Mit dem Urteil endet ein Verfahren, das bereits seit 2018 läuft. Die Europäische Kommission verhängte damals eine Rekordstrafe gegen Google, weil das Unternehmen Smartphone-Hersteller verpflichtet hatte, verschiedene eigene Dienste standardmäßig auf Android-Geräten zu installieren. Nach Ansicht der europäischen Aufsichtsbehörde hatten konkurrierende Anbieter dadurch weniger Chancen, Nutzer zu erreichen.

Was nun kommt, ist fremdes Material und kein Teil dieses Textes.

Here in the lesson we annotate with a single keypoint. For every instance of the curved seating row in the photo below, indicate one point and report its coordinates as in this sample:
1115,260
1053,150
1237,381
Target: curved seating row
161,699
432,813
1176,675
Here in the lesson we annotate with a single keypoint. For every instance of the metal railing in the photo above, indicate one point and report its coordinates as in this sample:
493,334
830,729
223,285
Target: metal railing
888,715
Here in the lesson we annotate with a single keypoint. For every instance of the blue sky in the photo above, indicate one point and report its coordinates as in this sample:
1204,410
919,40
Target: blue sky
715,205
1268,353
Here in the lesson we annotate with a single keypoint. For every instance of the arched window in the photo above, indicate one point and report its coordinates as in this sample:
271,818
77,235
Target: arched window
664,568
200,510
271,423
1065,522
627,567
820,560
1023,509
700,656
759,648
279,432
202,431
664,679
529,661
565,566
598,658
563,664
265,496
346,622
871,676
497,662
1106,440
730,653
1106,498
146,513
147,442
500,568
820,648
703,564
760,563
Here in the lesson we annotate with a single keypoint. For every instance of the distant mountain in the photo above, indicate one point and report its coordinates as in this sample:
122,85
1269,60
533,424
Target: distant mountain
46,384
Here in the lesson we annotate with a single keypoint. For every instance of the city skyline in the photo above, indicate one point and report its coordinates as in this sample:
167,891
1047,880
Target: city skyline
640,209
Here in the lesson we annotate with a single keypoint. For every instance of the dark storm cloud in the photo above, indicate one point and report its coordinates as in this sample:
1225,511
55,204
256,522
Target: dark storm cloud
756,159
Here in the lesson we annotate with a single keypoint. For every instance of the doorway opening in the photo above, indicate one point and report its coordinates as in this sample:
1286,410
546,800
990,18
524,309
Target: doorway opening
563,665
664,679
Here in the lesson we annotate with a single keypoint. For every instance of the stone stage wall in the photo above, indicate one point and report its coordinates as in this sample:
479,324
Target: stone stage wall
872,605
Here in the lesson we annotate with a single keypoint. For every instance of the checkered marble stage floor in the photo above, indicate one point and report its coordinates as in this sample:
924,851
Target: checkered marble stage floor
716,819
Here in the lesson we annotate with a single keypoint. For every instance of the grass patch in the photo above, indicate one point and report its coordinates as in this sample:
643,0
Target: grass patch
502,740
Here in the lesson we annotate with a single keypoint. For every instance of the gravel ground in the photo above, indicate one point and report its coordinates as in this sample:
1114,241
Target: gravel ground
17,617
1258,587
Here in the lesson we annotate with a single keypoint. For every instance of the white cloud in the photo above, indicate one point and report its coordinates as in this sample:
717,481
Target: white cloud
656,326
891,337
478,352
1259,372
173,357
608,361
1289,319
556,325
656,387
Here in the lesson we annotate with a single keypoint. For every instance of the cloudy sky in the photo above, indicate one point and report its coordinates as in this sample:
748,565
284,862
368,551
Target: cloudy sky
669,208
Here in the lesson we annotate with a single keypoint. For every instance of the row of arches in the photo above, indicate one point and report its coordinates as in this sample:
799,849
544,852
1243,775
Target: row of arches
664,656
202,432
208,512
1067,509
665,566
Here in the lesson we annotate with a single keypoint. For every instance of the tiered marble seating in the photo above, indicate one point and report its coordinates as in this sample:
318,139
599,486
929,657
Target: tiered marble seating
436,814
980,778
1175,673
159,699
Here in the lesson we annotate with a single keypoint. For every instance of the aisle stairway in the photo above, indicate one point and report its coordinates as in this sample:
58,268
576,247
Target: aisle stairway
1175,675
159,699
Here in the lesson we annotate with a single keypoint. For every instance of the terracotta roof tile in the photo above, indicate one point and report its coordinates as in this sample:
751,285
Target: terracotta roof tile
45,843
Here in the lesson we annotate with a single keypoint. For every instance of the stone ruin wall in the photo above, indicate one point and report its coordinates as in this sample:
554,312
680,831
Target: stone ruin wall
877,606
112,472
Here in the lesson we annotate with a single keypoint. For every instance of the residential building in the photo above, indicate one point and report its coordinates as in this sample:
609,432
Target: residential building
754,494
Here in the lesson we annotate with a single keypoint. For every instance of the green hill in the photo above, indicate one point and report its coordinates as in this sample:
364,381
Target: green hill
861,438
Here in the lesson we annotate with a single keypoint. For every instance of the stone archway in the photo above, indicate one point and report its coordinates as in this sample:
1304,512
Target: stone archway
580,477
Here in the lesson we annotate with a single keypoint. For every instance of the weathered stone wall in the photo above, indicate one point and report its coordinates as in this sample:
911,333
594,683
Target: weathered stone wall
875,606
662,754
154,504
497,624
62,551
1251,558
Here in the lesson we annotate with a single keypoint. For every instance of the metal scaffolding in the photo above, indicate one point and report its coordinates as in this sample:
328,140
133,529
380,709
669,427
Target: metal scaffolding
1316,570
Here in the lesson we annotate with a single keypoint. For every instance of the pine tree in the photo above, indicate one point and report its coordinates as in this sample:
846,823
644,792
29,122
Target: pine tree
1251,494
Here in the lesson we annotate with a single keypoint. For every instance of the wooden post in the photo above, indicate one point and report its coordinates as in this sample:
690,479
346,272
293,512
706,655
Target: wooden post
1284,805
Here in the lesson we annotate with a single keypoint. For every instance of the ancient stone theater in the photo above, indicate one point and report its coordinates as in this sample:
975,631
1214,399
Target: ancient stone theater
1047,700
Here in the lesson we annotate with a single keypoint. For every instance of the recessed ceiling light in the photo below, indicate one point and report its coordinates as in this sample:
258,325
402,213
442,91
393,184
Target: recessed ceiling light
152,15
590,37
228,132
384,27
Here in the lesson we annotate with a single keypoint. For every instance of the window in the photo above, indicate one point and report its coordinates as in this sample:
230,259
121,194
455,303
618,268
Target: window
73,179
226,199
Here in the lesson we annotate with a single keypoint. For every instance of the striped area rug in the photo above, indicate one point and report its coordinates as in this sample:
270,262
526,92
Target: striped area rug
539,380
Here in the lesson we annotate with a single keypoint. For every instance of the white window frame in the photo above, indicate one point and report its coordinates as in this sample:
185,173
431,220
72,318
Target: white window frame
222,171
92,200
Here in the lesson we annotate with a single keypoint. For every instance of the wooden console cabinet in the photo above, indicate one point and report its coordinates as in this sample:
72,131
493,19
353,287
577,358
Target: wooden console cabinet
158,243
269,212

Die ursprüngliche Geldstrafe betrug 4,34 Milliarden Euro. Ein untergeordnetes europäisches Gericht bestätigte die Verstöße einige Jahre später, senkte jedoch die Summe auf etwa 4,1 Milliarden Euro. Google legte daraufhin erneut Berufung ein, doch auch der höchste europäische Richter hat jetzt entschieden, dass die Sanktion bestehen bleibt.
Wettbewerbsbeschränkung
Die Richter befanden, dass Google seine dominierende Stellung mit Android in einer Weise nutzte, die den Wettbewerb einschränkte. Dabei spielte eine Rolle, dass Hersteller Google Search und den Chrome-Browser vorinstallieren mussten, wenn sie Android auf ihren Geräten verwenden wollten. Zudem wurden Vereinbarungen getroffen, die den Spielraum für alternative Android-Versionen einschränkten.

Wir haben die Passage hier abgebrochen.